Investing.com | May 28, 2021 02:53AM ET
European Union countries look poised to welcome vaccinated travellers from an increasing number of countries in the coming weeks. Meanwhile, the UK currently is following it color-coded travel system (i.e., red, amber and green). Residents from the UK have already started visiting countries on the green list, which releases daily traveller numbers.
On Wednesday, May 26, the traveller throughput was 1,618,169. By comparison, 52 weeks ago on Wednesday, the number was 261,170. And in 2019, it had been 2,269,035. Four weeks ago on Wednesday, April 28, the throughput was 1,184,326.
The number of air travellers is still significantly off pre-pandemic levels. Yet, there is a steady increase of people getting aboard a plane. As a result of the improving consumer and investor sentiment, shares of travel and leisure companies, especially airlines, have been getting significant attention.
Year-to-date, the Dow Jones Travel & Tourism and the Dow Jones Airlines indices are up about 5.7% and 30.9%, respectively. Similarly, since the start of the year, shares of American Airlines (NASDAQ:AAL), Delta Air Lines (NYSE:DAL) and United Airlines (NASDAQ:UAL) have returned more than 51.2%, 18.2% and 34.1%, respectively.
In the UK, airline shares are also heavily traded. Today, we take a closer look at the FTSE 250 member EasyJet (LON:EZJ) (OTC:ESYJY). In the past 52 weeks, EZJ stock is up 76%, while YTD returns are about 18%.
On May 27, the shares closed at 997.8p ($14.43 for the US-based stock). Its market capitalization is £4.6 billion (or $6.5 billion).
As of September 2019, the Luton-based EasyJet was the seventh largest airline in the world. The group, which launched in 1995, now operates UK-domestic and international scheduled services on more than 1,000 routes in 35 countries.
Its affiliate airlines include EasyJet UK, EasyJet Switzerland and EasyJet Europe. Together, they cover more than 150 airports. The workforce is around 14,000 people, and includes over 4,000 pilots and 8,000 cabin crew members.
On May 20, EasyJet announced its first-half results. Revenue declined by 90% year-on-year (YoY) to £240 million (or $340.4 million). Low-cost airlines like EasyJet rely on passenger revenue as well as ancillary revenue (like seat selection, extra luggage or onboard food and beverage sales). Understandably, ancillary revenue is dependent on passenger numbers.

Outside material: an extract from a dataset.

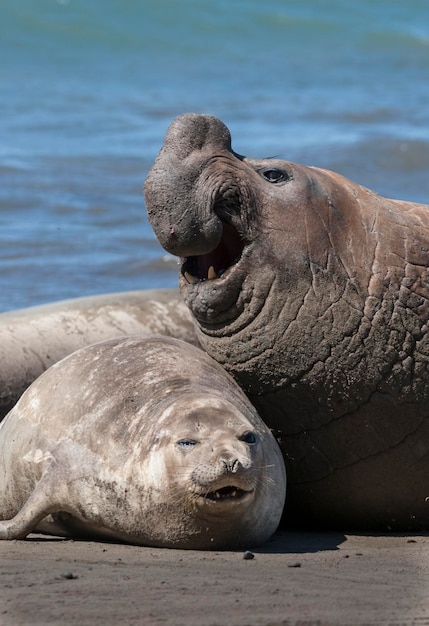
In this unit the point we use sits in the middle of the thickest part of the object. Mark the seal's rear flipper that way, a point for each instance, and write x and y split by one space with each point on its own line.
37 507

In the case of EasyJet, first-half passenger revenue was £179 million ($253.9 million), a drop of 91% YoY. Similarly, ancillary revenue declined by 87% to £70 million ($99.3 million).
The loss of £701 million (or $994.2 million) was in line with expectations. A year ago, the loss had been £193 million ($273.7 million).

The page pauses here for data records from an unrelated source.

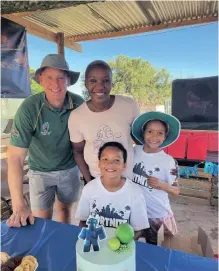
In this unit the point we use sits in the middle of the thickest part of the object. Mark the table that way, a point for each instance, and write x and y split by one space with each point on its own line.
53 244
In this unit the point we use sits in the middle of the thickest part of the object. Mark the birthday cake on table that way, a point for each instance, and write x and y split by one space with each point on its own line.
105 249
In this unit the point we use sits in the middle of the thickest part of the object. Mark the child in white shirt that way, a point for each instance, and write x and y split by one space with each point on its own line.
115 199
154 170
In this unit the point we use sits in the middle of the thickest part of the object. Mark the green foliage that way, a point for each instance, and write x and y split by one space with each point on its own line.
35 88
139 79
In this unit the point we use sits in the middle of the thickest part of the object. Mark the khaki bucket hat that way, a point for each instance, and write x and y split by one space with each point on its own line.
57 62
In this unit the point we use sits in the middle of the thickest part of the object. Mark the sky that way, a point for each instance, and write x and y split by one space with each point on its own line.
183 52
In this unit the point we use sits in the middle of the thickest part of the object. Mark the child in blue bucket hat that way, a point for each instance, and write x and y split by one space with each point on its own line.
154 170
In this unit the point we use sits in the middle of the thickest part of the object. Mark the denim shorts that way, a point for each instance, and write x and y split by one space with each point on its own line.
46 186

As of March, the airline had around £2.9 billion (or $4.1 billion) of liquidity. Since the start of the pandemic, management has been working on decreasing costs and the cash burn rate—which was around £38 million per week on average (or $53.9 million).
CEO Johan Lundgren said:
“With leisure travel taking off in the UK again earlier this week where we are the largest operator to Green list countries …We know there is pent-up demand – we saw this again when Green list countries were released and added more than 105,000 seats.”
In Q3, the airline expects to fly around 15% of 2019 capacity levels. With June onwards, management hopes capacity levels will increase. However, investors were not pleased with the muted outlook.
Bottom Line
In February 2020, before the pandemic reached Europe, EZJ share were hovering at 1,500p. Given EasyJet shares are already up 18% in 2021, we don’t think there could be much upside potential for the coming weeks for an airline that is expected to fly at around 15% of 2019 capacity levels.
Meanwhile, new variants of the coronavirus could easily mean fresh restrictions in Europe, leading to a decline in air travel. We believe EZJ stock would offer better value around 950p, or even below. So for now, we would not invest in the stock.
Finally, investors who are interested in EasyJet stock, but do not want to commit capital to a single company, could consider buying an exchange-traded fund (ETF) that holds the shares. Examples include:
Invesco FTSE RAFI Developed Markets ex-US ETF (NYSE:PXF) — up 16.3% YTD;
iShares MSCI United Kingdom Small-Cap ETF (NYSE:EWUS) — up 17.2% YTD;
US Global Jets ETF (NYSE:JETS) — up 20.4% YTD.